Co-production britannique et italienne sortie en 1977, Orca entendait clairement surfer sur l’immense succès des Dents de la Mer de Steven Spielberg (1975). Et pour se démarquer de ce qui deviendra la référence ultime du film de monstre aquatique, le producteur italien Dino de Laurentiis et le réalisateur britannique Michael Anderson décidèrent de voir plus grand et de carrément mettre en scène un orque mâle vengeur semant la destruction au sein d’un village de pêcheurs à Terre-Neuve. Et rien que le début du film nous prouve l’ambition de la production qui souhaitait clairement présenter la supériorité de sa créature en nous montrant un grand requin blanc se faire étriper par un orque.

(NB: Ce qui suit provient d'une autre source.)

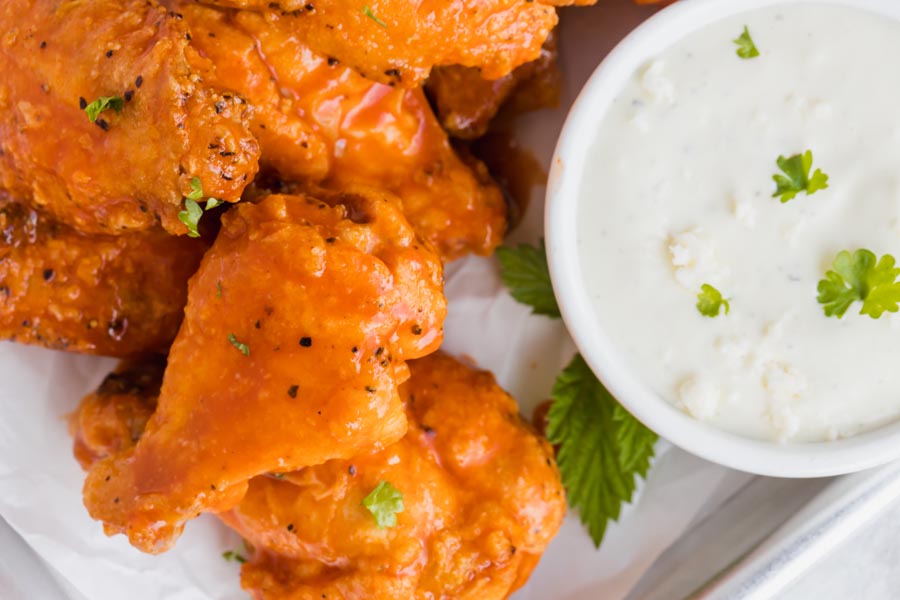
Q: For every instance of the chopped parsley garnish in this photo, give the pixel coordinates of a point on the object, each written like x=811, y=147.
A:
x=230, y=555
x=602, y=448
x=524, y=272
x=710, y=301
x=860, y=277
x=101, y=104
x=192, y=212
x=796, y=177
x=368, y=12
x=244, y=348
x=746, y=47
x=384, y=502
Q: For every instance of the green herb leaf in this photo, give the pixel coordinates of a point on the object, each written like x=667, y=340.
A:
x=368, y=12
x=710, y=301
x=602, y=447
x=862, y=277
x=102, y=103
x=196, y=192
x=190, y=216
x=525, y=273
x=746, y=47
x=796, y=177
x=244, y=348
x=230, y=555
x=384, y=502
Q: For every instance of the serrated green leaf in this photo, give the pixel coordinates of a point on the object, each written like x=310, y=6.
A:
x=860, y=277
x=526, y=275
x=602, y=448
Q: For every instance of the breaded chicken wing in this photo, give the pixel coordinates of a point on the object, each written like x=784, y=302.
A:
x=318, y=121
x=130, y=168
x=466, y=102
x=116, y=295
x=296, y=332
x=481, y=496
x=399, y=41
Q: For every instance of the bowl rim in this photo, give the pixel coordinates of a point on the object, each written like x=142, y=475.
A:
x=808, y=459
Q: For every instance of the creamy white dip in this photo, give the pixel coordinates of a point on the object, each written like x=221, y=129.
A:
x=678, y=192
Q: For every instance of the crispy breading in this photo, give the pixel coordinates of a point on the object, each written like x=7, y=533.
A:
x=321, y=122
x=115, y=295
x=296, y=332
x=130, y=169
x=481, y=494
x=466, y=102
x=399, y=41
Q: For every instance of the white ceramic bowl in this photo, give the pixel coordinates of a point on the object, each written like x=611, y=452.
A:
x=765, y=458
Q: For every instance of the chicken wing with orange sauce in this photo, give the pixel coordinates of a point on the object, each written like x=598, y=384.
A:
x=399, y=41
x=481, y=495
x=296, y=332
x=129, y=169
x=466, y=102
x=318, y=121
x=115, y=295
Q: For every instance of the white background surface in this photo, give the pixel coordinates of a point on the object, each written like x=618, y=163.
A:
x=40, y=481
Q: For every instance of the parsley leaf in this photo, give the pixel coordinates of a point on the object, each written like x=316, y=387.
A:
x=384, y=502
x=102, y=103
x=860, y=276
x=710, y=301
x=244, y=348
x=746, y=47
x=190, y=216
x=796, y=169
x=602, y=447
x=230, y=555
x=525, y=273
x=368, y=12
x=192, y=212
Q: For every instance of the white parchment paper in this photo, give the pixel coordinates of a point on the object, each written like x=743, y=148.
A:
x=40, y=482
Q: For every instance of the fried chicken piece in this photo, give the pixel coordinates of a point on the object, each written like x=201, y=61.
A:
x=112, y=419
x=296, y=332
x=466, y=102
x=399, y=41
x=129, y=169
x=482, y=498
x=318, y=121
x=115, y=295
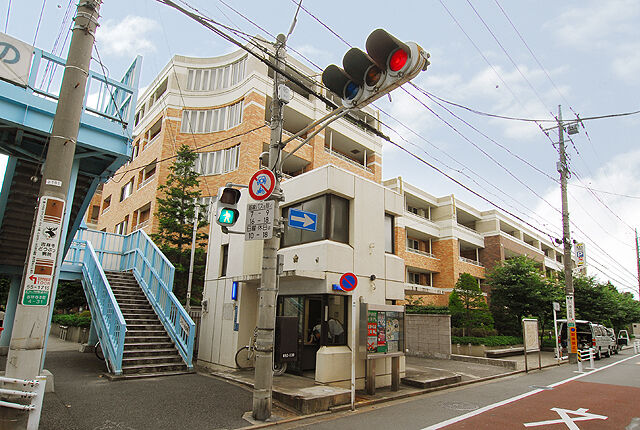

Totalement fasciné par Les Dents de la Mer que je considère comme le meilleur film de requin du cinéma et l’un des meilleurs de son réalisateur, Orca de Michael Anderson a toujours su attiser ma curiosité que cela soit par son affiche, son concept d’orque tueur et le fait de se mettre dans cette lignée de films ayant été inspirés par Les Dents de la Mer. Peu mentionné parmi les œuvres cinématographiques mettant en scène un animal tueur qui ont marqué le grand public, je me devais donc de vérifier si Orca n’était pas une œuvre opportuniste voulant surfer sur le succès commercial des Dents de la Mer, ce que beaucoup de films ont fait sans jamais réussir à l’égaler. Et au final, je dois bien reconnaître qu’Orca n’est rien de cela même si nous sommes très loin de la qualité des Dents de la Mer que cela soit en terme d’histoire, de suspense, d’angoisse ou de mise en scène. Et s’il n’est pas aussi marquant et prenant, Orca se laisse tout de même gentiment regarder du fait de sa proposition finalement très différente du film de Spielberg.
En effet, là où Spielberg nous dépeignait un grand requin blanc comme une véritable machine à tuer venu uniquement pour son bon plaisir semer la terreur dans une petite station balnéaire, Orca s’oriente plus vers une histoire de vengeance et un affrontement entre un pêcheur et l’animal du titre. Une dimension fantastique peut se dégager du film avec cet orque mâle ressentant des émotions quasi humaines et désirant à tout prix se venger de l’homme qui a tué sa femelle, et enceinte par-dessus le marché ! Les choses sont donc totalement inversées par rapport aux Dents de la Mer puisque le spectateur se range du côté de l’animal, pour lequel il éprouve une certaine pitié, et désire le voir se venger du capitaine Nolan. Un postulat plutôt intéressant tant le film semblait au départ être une sorte de copié-collé de Jaws.
Après, le film n’est pas parfait bien évidemment. La mise en scène d’Anderson est relativement classique, aucune tension ne se dégage de son film, aucune peur liée aux profondeurs de l’océan, à l’invisible et à l’animal qui se cache dessous. Car là où le film de Spielberg était brillant, c’était justement dans le fait de ne pas montrer le requin au spectateur et de laisser la peur s’installer progressivement. Ici, Orca nous dévoile sous toutes les coutures, et ce dès le début, son orque vengeur et n’installe aucune tension lors de ses apparitions. Le film a cependant le mérite d’utiliser très peu d’animatroniques et de filmer de vrais orques sous l’eau, ce qui renforce un peu le « réalisme » du film, même si certains plans sont identiques.
Et forcément, impossible de ne pas retrouver des scènes faisant écho aux Dents de la Mer telle qu’une partie entière du film en pleine mer et consacrée à la chasse de l’animal par les personnages principaux ou encore un face à face entre le capitaine Nolan et l’orque qui rappelle énormément celui de Robert Shaw avec le squale du film de Spielberg. Étonnement, l’on rapproche énormément Orca aux Dents de la Mer de par ses similitudes et son évidente volonté de se mettre dans la lignée du film de Spielberg, mais le film d’Anderson serait plus une sorte d’hybride entre Moby Dick d’Herman Melville (pour l’obsession de l’orque et du capitaine, l’opposition entre l’homme et la bête, l’affrontement quasi mythologique, mais ici on en est loin) dans une ambiance à la Dents de la Mer (gros poisson qui mange des humains).
Porté par un charismatique Richard Harris et une Charlotte Rampling un peu fade, Orca est un film assez classique dans la forme et plutôt correct dans l’ensemble mais qui manque cruellement de tension et qui accuse son âge à certains endroits (décors, effets spéciaux, mise en scène). La jolie musique d’Ennio Morricone lui confère cependant une certaine mélancolie, ce qui permet au film d'Anderson de se détacher un peu de l’ombre indépassable de l’œuvre culte de Spielberg à laquelle il est et sera encore irrémédiablement rapproché.